Gedung-gedung tua sudah habis tinggal beberapa yang masih utuh, selebihnya hancur dimakan usia karena tak terawat. Kota Banjar kini sedang berupaya membangun infrastruktur. Tak ada kemegahan masa lalu di kota yang baru berusia 9 tahun ini. Di kota ini belum ada hotel berbintang, kafe dan restoran yang representatif seperti di kota-kota lain.
Banjar menjadi salah satu magnet center bagi beberapa wilayah di barat, timur, utara dan selatan Kabupaten Ciamis dan Kabupaten Cilacap barat Jateng. Turis asing maupun lokal hanya numpang lewat dan beristirahat sejenak di titik keramaian tertentu.
Sampai saat ini, kesan yang melekat pada kota Banjar, bagaikan gadis desa yang mulai mengenal alat kecantikan. Seperti memoles pipi, dan bibir yang nampak cerah, karena keterbatasan sumber daya manusia untuk berdandan glamor. Seperti kota Tasikmalaya saja belum bisa, banyak hal yang harus dibenahi di kota Banjar. Yang paling utama mindset (perubahan pola pikir) birokrasi dan masyarakat belum sinergitas.
Di jantung kota Banjar dibelah olah sungai Citanduy, tak banyak kota yang dibelah sungai di Pulau Jawa. Fungsi sungai Citanduy belum banyak dimanfaatkan, hanya baru sebatas wacana saja. Padahal pada zaman dahulu sungai Citanduy, transportasi utama masyarakat itu untuk menjual hasil pertanian ke pasar. Dari hilir digunakan untuk mengangkut garam dan ikan asin dari Kabupaten Cilacap, dengan menggunakan rakit bambu dan perahu. Itu tempo doeloe.

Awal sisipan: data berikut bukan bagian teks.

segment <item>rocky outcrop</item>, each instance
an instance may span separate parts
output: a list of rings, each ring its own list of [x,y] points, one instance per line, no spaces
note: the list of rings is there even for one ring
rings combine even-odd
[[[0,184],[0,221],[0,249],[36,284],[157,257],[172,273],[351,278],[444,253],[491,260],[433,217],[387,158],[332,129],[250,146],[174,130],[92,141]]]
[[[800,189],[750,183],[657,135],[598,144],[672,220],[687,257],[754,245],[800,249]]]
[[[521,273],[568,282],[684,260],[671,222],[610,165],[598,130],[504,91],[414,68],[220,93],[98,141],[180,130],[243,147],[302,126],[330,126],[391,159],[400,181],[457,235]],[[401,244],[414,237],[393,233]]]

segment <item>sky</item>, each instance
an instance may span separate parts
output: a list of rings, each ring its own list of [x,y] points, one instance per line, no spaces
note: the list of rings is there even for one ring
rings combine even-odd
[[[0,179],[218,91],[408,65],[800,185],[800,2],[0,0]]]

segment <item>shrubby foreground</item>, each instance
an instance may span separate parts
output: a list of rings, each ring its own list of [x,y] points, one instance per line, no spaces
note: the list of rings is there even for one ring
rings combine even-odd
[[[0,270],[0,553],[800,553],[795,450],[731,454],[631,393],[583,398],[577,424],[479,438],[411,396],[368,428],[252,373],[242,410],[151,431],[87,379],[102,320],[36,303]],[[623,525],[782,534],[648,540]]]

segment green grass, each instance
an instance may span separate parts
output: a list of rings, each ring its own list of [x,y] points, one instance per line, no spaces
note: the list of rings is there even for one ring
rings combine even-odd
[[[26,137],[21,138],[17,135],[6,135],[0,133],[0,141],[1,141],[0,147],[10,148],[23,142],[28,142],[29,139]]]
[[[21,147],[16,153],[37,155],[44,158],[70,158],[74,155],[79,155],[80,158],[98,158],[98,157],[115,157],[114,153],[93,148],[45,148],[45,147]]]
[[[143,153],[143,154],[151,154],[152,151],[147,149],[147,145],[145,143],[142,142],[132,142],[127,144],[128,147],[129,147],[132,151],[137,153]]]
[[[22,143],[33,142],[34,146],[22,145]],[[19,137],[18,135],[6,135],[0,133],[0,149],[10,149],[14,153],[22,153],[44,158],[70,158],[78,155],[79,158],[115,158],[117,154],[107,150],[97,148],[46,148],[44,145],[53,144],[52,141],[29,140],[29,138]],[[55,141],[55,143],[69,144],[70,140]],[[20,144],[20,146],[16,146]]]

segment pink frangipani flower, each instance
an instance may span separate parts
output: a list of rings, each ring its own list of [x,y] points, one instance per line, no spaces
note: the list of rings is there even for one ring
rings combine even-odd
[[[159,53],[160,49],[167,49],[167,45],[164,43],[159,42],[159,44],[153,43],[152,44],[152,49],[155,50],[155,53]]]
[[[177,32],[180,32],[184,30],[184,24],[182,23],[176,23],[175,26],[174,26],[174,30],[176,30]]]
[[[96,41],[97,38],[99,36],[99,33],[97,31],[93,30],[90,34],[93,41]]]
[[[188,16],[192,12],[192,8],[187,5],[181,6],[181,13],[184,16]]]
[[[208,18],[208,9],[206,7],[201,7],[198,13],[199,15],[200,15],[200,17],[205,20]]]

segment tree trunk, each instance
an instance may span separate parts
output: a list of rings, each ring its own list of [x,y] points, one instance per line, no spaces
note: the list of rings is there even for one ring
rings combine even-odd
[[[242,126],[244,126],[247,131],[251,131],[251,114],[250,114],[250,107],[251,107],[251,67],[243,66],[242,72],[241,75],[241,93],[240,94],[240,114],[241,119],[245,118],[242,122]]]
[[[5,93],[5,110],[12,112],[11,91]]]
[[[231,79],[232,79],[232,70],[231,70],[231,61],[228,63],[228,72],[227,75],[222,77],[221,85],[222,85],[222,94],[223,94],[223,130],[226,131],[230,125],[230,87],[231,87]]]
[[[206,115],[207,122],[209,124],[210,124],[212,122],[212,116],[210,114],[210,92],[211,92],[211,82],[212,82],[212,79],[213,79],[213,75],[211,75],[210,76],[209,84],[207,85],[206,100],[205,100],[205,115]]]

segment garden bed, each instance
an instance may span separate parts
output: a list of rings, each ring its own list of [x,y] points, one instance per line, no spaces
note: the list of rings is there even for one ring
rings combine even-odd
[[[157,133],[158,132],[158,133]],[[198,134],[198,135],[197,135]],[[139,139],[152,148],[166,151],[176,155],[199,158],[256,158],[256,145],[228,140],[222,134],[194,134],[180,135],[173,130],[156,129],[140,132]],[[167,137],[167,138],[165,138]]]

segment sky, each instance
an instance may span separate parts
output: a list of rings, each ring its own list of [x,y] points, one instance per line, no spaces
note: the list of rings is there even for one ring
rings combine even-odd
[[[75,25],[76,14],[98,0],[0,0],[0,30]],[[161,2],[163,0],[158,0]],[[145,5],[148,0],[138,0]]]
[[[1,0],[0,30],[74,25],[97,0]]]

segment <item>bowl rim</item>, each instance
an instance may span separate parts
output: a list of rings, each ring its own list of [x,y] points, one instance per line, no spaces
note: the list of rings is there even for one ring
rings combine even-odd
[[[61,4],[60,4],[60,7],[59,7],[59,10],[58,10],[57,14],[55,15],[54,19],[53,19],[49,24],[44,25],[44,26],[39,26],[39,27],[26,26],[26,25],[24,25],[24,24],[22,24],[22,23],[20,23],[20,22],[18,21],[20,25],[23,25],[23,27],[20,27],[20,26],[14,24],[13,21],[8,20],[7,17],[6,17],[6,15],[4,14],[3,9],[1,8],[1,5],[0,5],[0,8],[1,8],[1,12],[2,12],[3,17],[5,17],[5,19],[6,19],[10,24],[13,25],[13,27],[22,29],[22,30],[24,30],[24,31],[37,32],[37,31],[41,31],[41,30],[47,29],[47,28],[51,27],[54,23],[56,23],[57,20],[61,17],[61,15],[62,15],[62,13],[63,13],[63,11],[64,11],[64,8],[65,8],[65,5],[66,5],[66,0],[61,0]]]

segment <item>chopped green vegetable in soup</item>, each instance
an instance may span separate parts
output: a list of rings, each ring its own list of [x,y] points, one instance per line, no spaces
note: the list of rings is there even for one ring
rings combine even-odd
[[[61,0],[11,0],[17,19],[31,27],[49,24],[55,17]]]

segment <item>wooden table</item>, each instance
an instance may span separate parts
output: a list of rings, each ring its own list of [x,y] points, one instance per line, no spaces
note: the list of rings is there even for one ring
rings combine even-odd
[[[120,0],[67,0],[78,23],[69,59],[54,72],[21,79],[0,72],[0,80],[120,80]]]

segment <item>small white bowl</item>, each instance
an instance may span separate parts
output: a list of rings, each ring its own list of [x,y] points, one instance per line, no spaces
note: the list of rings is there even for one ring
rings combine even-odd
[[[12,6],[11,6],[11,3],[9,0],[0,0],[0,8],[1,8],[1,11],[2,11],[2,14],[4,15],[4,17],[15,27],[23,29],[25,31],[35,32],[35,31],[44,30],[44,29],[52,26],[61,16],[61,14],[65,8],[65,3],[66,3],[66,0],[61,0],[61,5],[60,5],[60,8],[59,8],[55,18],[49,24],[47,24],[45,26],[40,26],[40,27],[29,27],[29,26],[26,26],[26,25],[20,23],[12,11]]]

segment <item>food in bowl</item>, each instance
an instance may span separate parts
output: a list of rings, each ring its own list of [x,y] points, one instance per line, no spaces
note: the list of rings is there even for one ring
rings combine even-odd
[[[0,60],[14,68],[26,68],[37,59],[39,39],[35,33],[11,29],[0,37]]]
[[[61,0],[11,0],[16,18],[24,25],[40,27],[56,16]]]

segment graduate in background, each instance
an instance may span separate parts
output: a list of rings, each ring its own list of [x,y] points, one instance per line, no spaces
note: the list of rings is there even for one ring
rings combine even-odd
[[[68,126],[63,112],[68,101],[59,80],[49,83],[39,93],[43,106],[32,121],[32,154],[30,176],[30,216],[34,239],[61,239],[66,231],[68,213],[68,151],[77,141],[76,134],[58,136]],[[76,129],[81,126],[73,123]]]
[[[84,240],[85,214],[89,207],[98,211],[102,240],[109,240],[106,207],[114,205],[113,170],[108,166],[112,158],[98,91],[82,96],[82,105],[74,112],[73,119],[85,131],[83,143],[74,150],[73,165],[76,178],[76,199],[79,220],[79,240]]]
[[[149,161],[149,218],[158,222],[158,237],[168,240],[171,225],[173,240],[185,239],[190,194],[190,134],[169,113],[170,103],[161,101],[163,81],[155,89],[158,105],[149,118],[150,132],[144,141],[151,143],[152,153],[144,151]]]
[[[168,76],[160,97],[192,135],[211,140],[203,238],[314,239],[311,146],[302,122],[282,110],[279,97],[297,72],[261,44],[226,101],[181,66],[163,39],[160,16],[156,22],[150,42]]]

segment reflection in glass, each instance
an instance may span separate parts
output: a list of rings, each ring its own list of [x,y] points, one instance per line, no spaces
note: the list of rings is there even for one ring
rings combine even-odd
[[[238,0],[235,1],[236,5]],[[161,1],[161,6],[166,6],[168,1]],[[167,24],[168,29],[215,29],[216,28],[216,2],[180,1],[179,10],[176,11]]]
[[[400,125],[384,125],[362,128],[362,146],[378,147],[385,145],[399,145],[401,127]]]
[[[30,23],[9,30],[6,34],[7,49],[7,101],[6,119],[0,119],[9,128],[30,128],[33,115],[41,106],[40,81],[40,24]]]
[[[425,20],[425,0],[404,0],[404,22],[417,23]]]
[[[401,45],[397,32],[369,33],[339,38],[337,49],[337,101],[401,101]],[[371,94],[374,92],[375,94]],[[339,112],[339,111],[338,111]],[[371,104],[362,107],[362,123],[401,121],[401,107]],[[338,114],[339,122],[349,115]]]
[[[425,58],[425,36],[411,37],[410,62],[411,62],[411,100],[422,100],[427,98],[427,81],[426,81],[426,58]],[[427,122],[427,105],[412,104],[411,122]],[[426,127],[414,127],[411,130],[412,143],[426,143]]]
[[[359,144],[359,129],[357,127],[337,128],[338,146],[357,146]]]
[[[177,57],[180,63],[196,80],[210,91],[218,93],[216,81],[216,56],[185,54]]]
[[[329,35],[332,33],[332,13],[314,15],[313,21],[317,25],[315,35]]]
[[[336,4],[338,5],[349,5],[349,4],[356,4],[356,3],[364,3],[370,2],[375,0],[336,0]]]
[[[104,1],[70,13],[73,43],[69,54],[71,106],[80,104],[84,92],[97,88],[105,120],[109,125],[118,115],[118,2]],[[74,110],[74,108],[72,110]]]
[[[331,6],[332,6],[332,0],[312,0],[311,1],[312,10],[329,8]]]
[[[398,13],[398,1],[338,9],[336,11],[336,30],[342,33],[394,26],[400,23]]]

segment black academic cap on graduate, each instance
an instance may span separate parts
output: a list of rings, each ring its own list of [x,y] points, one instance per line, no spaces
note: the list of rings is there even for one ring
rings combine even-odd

Di kota ini belum terbangun ikon yang pasti. Daya tarik lain bagi turis asing mengambil pasir di Cijolang anak sungai Citanduy yang berada di perbatasan Jabar-Jateng. Selebihnya harus diciptakan obyek wisata buatan yang bisa menarik wisatawan singgah di kota Banjar. Yang paling mudah merawat peninggalan lama dibangun kembali dalam bentuk zaman dulu tidak berubah.
Menuntaskan riverfront, semua bangunan yang membelakangi Citanduy dirubah. Semua bangunan yang ada di pinggiran Citanduy harus menghadap sungai. Seperti membangun jogging track, di sepanjang aliran Citanduy yang berada di wilayah perkotaan juga dibangun taman-taman agar menambah bergairah kehidupan kota menjadi obyek wisata.
Komitmen mengacu pada Undang-Undang Nomor 18 tentang persampahan dan UU No. 32 tentang Lingkungan Hidup, sebagai payung hukum. Memasuki tahun 2012, kota Banjar harus mulai menggeliat. Kini bukan lagi anak balita, tetapi sudah menjadi anak-anak, yang perlu dididik agar menjadi tahu hidup di sebuah kota di zaman globalisasi dunia (modern). Ini Harus.